A tre metri dall'ufficio di Sexton, svoltò a destra per entrare nella toilette delle signore. I neon si accesero automaticamente, illuminando con un freddo riflesso le piastrelle bianche. Mentre gli occhi si adattavano, Gabrielle si fermò a guardarsi allo specchio. Come al solito, i suoi tratti le conferivano un aspetto più morbido di quanto sperasse, quasi delicato. Si sentiva sempre più forte di quanto non appariva.

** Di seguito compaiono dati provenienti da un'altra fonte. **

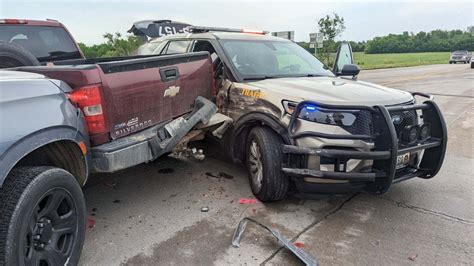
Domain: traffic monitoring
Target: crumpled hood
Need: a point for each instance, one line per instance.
(332, 90)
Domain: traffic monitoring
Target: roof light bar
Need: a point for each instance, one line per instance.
(12, 21)
(197, 29)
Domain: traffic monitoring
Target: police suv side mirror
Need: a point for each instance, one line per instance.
(349, 70)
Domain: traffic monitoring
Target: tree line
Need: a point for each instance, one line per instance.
(433, 41)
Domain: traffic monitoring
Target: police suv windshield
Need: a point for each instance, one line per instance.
(262, 59)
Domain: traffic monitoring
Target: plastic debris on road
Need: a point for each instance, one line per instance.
(300, 253)
(413, 257)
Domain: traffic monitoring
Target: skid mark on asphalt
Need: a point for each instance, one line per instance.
(427, 211)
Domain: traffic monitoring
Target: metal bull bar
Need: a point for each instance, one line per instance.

"Sei sicura di volerlo fare?"

Sapeva che Sexton l'aspettava con ansia per essere esaurientemente aggiornato sulla situazione del PODS. Purtroppo, comprendeva anche che lui l'aveva abilmente strumentalizzata quella sera, e lei detestava sentirsi manovrare. Le aveva nascosto alcune cose, ma il problema era sapere quanto le avesse taciuto. Le risposte si trovavano nell'ufficio del senatore, appena oltre la parete del bagno.

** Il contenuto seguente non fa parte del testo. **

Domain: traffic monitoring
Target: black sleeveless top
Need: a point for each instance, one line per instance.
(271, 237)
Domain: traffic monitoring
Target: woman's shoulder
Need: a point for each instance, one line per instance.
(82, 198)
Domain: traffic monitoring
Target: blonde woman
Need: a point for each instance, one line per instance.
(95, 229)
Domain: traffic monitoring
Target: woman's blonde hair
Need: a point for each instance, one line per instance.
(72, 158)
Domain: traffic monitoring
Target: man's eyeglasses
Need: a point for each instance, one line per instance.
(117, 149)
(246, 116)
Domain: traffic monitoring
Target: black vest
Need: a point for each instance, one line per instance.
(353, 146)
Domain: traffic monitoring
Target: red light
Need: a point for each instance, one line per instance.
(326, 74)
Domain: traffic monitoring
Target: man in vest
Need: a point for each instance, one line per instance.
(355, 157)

«Cinque minuti» disse ad alta voce, per rinsaldare la propria determinazione.

Si diresse allo sgabuzzino delle scorte, alzò libraccio e passò la mano sulla cornice della porta. Una chiave cadde rumorosamente a terra. Il personale delle pulizie del palazzo Philip A. Hart era costituito da dipendenti statali che parevano evaporare ogni volta che c'era uno sciopero di qualunque genere, lasciando quel bagno senza carta igienica e assorbenti a volte per intere settimane. Le donne dell'ufficio di Sexton, stufe di accorgersene quando avevano già le mutande abbassate, avevano preso l'iniziativa di procurarsi la chiave per le "emergenze".

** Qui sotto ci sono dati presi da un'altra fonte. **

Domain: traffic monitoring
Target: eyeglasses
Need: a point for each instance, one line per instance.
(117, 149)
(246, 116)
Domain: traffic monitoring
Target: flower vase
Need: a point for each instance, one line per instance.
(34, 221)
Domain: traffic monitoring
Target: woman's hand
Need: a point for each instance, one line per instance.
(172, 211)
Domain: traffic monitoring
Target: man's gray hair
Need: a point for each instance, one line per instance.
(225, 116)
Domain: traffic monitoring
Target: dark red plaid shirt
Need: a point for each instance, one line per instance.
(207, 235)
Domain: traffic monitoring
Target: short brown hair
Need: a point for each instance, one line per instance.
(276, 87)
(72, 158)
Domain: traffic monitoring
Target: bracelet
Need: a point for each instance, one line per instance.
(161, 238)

"Come quella di stasera, per esempio."

Aprì lo sgabuzzino.

Era pieno di scope, spazzoloni, e scaffali stipati di carta igienica. Il mese precedente, Gabrielle cercava delle salviette quando aveva fatto un'inaspettata scoperta. Non riuscendo ad arrivare allo scaffale più alto, aveva usato il manico di una scopa per far cadere un rotolo, ma inavvertitamente aveva urtato un pannello del soffitto. Quando si era arrampicata per risistemarlo, si era stupita nell'udire la voce del senatore Sexton.

Chiarissima.

A giudicare dall'eco, aveva capito che il senatore stava parlando da solo chiuso nel bagno privato dell'ufficio, che evidentemente era separato dallo sgabuzzino delle scorte soltanto da pannelli mobili di cartongesso.

A quel punto, tornata nel ripostiglio per questioni ben più importanti della carta igienica, scalciò via le scarpe, si arrampicò sullo scaffale, spostò il pannello del soffitto e si sollevò sulle braccia. "Alla faccia della sicurezza nazionale" pensò, chiedendosi quante leggi statali e federali stesse per infrangere.

Calandosi dal soffitto del bagno di Sexton, appoggiò il piede sul freddo lavandino di ceramica e poi a terra. Trattenendo il fiato, entrò nell'ufficio privato del senatore.

I tappeti orientali erano morbidi e caldi.